At that moment, Tugboat came running up to Scott panting and pointing at his walkie-talkie.

“Coast Guard!” Tugboat sputtered, “That other freighter! They just found loads of cocaine on it. We gotta dock them right now. The FBI is on its way, so is the DEA and maybe even the Federales. They said it’s the Mexican Mafia! The Coast Guard ordered all our men out on the docks to bring them in,” Tugboat said, gasping, on the verge of hysteria.

“Good god, this night.” Scott grumbled as he massaged his temples. “Okay, gather everybody else and go. I’m right behind you.”

Tugboat nodded in his out-of-breath, slack-jawed way, and took off flailing and frantic like a kid hopped up on Red Bull and gummi bears.

Scott put his hands on his hips and looked back at Luigi and then over to the shady short man in the linen suit. Five hundred bucks and a case of rum could hardly be considered a bribe. It was more like a thank you. Then he looked over at the Venezuelan cigarettes. He took stock of the night so far. Immigrants loose. Mexican Mafia. Gun-happy junior supervisors. And now the motherfucking Coast Guard. He had no time for cigarettes.

“Leave the rum with Sal Wedgeman. He’ll take care of the processing,” Scott said and then smiled cheerfully. “But get it out of my harbor before I get back.”

“Consider it done.” Luigi said, and then handed a small envelope of cash to Scott.

Scott stood there for a few seconds and realized that the cash felt dirty. It felt like a bribe. Somehow the rum seemed more convivial. Like old seafaring tradesmen making a fair deal over booze. Like pirates. But the money, no, the money felt dirty.

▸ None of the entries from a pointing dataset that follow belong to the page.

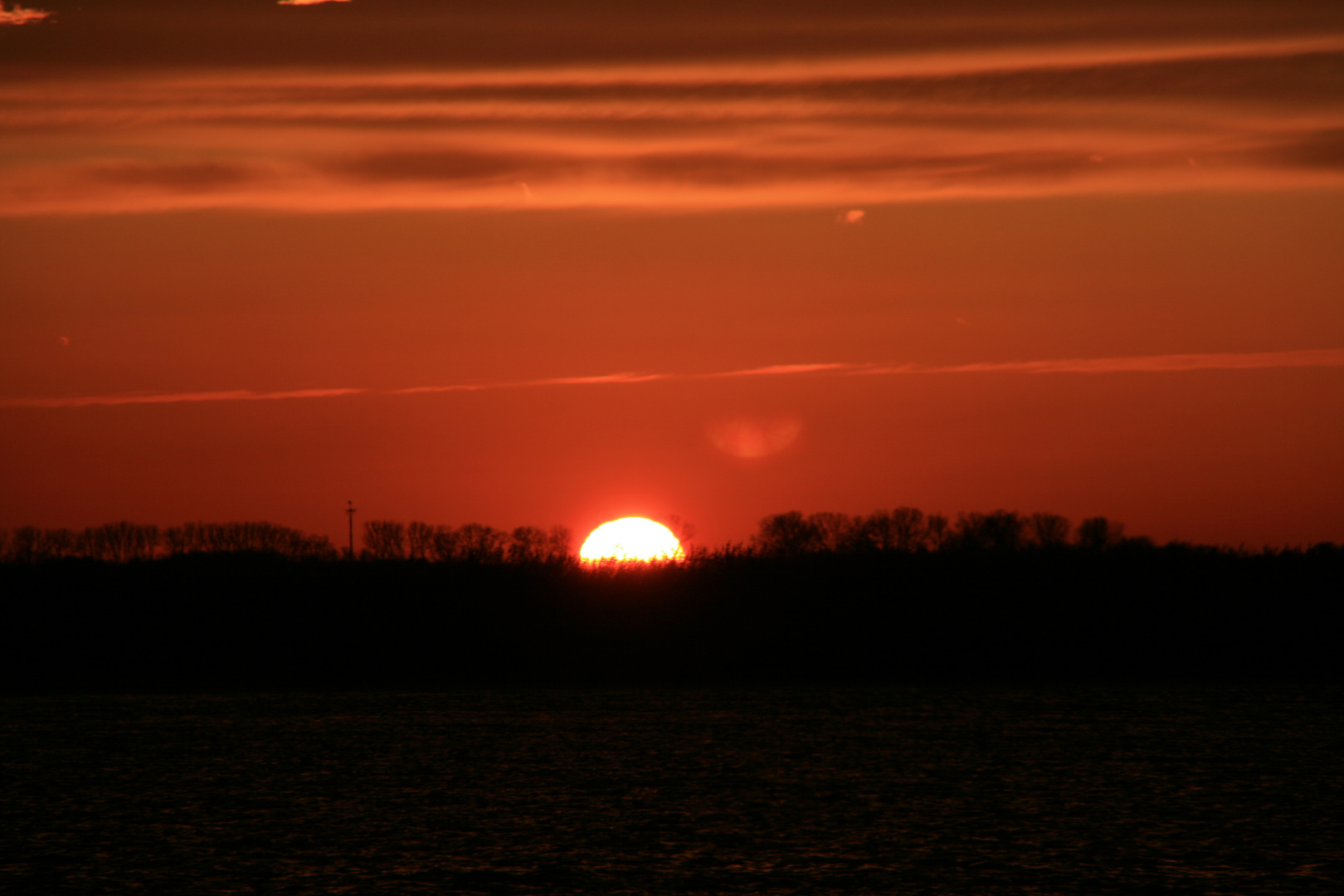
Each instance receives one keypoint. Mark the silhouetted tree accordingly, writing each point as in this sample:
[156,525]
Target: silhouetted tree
[420,540]
[996,531]
[26,544]
[684,533]
[1097,533]
[258,538]
[786,535]
[385,540]
[908,529]
[479,543]
[937,533]
[444,544]
[1049,529]
[835,531]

“The rum will do.” He handed the envelope back to the liaison.

A surprised Luigi hesitated and then took the envelope and slipped it back into his suit coat. “Of course, Mr. Kidnowski, as you wish.”

“One more thing,” Scott added and then pointed to Bonavico. “The family excuse only works once. Get your paperwork in order next time, Mr. Bonavico otherwise I won’t be so generous,” he said sternly then he motioned to Wedge.

Wedge ran over.

“Yeah chief? Wedge asked as he came forward.

“Take one case of rum and process everything else. But Wedge, scrutinize as if you’re a prison warden, you hear me? The cigarettes are okay,” Scott said.

“Aye, aye, Cap’n.” Wedge signaled to his teams as they started lifting the cigarettes out of the giant plastic bins filled with coffee.

Scott watched for a few minutes to make sure there everything went smoothly without any last minute protests. Then he nodded to Wedge and stalked off in search of Jerry, Tugboat, and his security teams. He straightened his shitty, government-issue tie and set off to the other side of the docks as he mumbled to himself, “The fucking Coast Guard.”

###

However, the highly sensitive noses of the Harbor Security German Shepards are never wrong. Scott Kidnowski could not have known that Baren “Barry” Bonavico had just smuggled in the largest shipment of Venezuelan cocaine in the history of the Port of Los Angeles right under the watchful eye of Harbor Patrol. Barry watched as the plastic pallets that held the cigarettes were loaded onto a truck. There’s money in chaos, he thought.